Think for a moment about how we treat applications developed by us and their code. We are using version control systems to know exactly who, when, what and why have changed a particular line of code. We are performing reviews and care for quality. We are using pull requests to facilitate development. We have a bunch of good practices and design patterns. We have a lot of test automation implemented and are executing thousands of tests to prove each change is correct. We have staging environments and final smoke tests. We can go on with such a list for quite a long time. What about treating infrastructure in the same manner? Operating system, servers and Continuous Integration configuration can be as big and complex as many applications are. Why do not benefit from the above practices in the context of infrastructure? This is a short summary about what “Infrastructure as a code” or “Programmable Infrastructure” slogans are about.
The old (for majority probably current) approach is slightly different. Many administrators and developers install and maintain machines manually. The package or software is downloaded, integrated and started. A lot of admins create a bunch of scripts executing semi automated actions so as to not repeat mundane tasks. Some tries to create documentation and manuals and keep them up to date so they could maintain control over their managed systems. The best admins are working on full automation to reduce their work to a minimum. However, several problems still persist:
- no easy way to restore infrastructure state from some point in time,
- a lot of mundane and repeatable work,
- hard to maintain standardization across many machines,
- jugglery involved to keep everything up and running,
- often working on a living production system (no possibility to test the solution on staging env),
Depending on the specific setup, the list of problems may vary.
The “Infrastructure as code” approach tries to eliminate the problems mentioned above. It changes the way of thinking about the infrastructure. It treats it in the same manner as developed applications - the same concepts and good practices should be applied:
- version control system usage to track what happens on the machine - who, when, what and why have changed,
- easy restoration of previous states thanks to versioning,
- have automatic tests, if possible, even in unit style - execute them after each change,
- have a review process in place,
- fully automate - the actual work is spent only on automation system,
- have staging environments for your infrastructure changes,
- use development good practices, like keep it simple and avoid code duplications.

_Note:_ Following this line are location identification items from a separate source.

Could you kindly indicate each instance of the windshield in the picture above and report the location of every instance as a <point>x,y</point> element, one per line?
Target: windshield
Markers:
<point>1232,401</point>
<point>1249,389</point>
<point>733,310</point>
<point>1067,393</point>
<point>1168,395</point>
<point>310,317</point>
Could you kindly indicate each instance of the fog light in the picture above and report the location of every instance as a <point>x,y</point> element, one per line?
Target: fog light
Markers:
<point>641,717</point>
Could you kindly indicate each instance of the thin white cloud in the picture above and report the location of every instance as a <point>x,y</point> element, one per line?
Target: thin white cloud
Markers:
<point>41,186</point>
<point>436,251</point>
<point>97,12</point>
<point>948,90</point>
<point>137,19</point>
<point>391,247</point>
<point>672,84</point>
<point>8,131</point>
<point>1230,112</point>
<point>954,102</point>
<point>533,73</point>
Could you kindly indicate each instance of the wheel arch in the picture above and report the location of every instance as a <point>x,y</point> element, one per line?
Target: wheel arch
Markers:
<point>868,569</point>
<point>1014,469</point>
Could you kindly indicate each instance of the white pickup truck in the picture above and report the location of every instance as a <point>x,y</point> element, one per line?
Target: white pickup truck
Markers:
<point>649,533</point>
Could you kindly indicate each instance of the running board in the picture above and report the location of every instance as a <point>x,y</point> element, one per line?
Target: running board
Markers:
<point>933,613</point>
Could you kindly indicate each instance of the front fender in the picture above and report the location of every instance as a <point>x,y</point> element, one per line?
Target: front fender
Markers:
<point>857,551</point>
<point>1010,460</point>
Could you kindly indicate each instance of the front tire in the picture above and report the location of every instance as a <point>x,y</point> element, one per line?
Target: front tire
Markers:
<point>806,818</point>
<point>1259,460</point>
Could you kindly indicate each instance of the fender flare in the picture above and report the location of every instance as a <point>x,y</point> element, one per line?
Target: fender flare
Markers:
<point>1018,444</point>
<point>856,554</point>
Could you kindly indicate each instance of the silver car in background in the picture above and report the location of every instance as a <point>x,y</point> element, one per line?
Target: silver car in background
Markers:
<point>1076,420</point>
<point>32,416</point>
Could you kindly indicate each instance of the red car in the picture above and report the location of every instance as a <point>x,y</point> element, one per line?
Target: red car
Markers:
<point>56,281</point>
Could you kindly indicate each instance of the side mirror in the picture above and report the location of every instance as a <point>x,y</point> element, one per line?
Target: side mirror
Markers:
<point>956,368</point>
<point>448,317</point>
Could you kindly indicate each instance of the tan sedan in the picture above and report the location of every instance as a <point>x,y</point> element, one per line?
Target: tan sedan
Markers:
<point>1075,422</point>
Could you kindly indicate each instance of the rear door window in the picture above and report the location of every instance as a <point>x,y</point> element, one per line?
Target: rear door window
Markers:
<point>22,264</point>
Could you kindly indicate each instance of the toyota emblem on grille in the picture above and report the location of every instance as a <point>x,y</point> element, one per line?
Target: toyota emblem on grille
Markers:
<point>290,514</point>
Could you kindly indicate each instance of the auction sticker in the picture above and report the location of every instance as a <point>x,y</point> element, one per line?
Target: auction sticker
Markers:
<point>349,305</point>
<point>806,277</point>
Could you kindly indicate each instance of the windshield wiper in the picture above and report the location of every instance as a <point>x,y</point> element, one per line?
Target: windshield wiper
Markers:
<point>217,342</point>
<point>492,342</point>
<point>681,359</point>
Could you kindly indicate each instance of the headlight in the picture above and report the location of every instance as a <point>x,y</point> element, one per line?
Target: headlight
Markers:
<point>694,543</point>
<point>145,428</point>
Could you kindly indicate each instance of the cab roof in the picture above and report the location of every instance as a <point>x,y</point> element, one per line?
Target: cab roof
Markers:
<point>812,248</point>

When I first met the concept it sounded to me like an impossible ideal. Is it?
In fact, there are a bunch of tools that have been created in the last few years that slowly allow us to implement it. Let’s get through a few of them:
- Chef and Puppet - provides full automation for your infrastructure. Define declaratively how you would like it to be and let the tools roll out changes. They will also ensure that the configuration will be preserved in the defined state. Keeping configuration in text format allows you to use GIT and pull requests to monitor and review changes.
- Docker - instead of maintaining running machines in proper state, prepare earlier images, deploy them instantly and flush them when they are not needed. The image configuration can be stored in text files too and can be versioned control. Previously built images are also versioned by Docker itself, and the differences can easily be checked. If you are not yet familiar with Docker, you should definitely check it out. It is one of the hottest technologies in the modern development world,
- Jenkins Job Builder - a tool not yet well known, but very useful for maintaining large Jenkins instances. As the openstack states: “In order to make the process of managing thousands of Jenkins jobs easier, Jenkins Job Builder was designed to take YAML based configurations and convert those into jobs that are injected into Jenkins.” Again, whole configurations can be versioned under GIT and many development good practices can be used (especially - no duplicates of the same configuration within hundreds of jobs),
- Build systems like Gradle, Maven or sbt - develop or use existing plugins which will setup all required infrastructure from scratch. Software will be automatically downloaded by dependencies mechanism, installed, configured and started.
“Infrastructure as a code” changes the administrator mindset. It makes them developers and requires from them programmatic skills. It perfectly matches the DevOps concept. Looking at it from the other side - taking care of infrastructure becomes interesting for developers and starts to no longer be considered as a necessary evil.
In the current tools and technology state implementing this approach takes quite a lot of time. Using it for small scale solutions and systems might (let me emphasise: might) not pay off. However, if you are managing several dozen configurations and machines you will notice the benefits quite fast. While implementing new changes might still take more time than in the old approach, full tracking, automation and gained stability will leverage the additional effort.
There will be less and less classical admins in the future. We have see this trend since many years ago. I also expect that “Infrastructure as a code” tools will go into direction when setup and usage will be so simple and user friendly that almost no one will consider configuring infrastructure without them.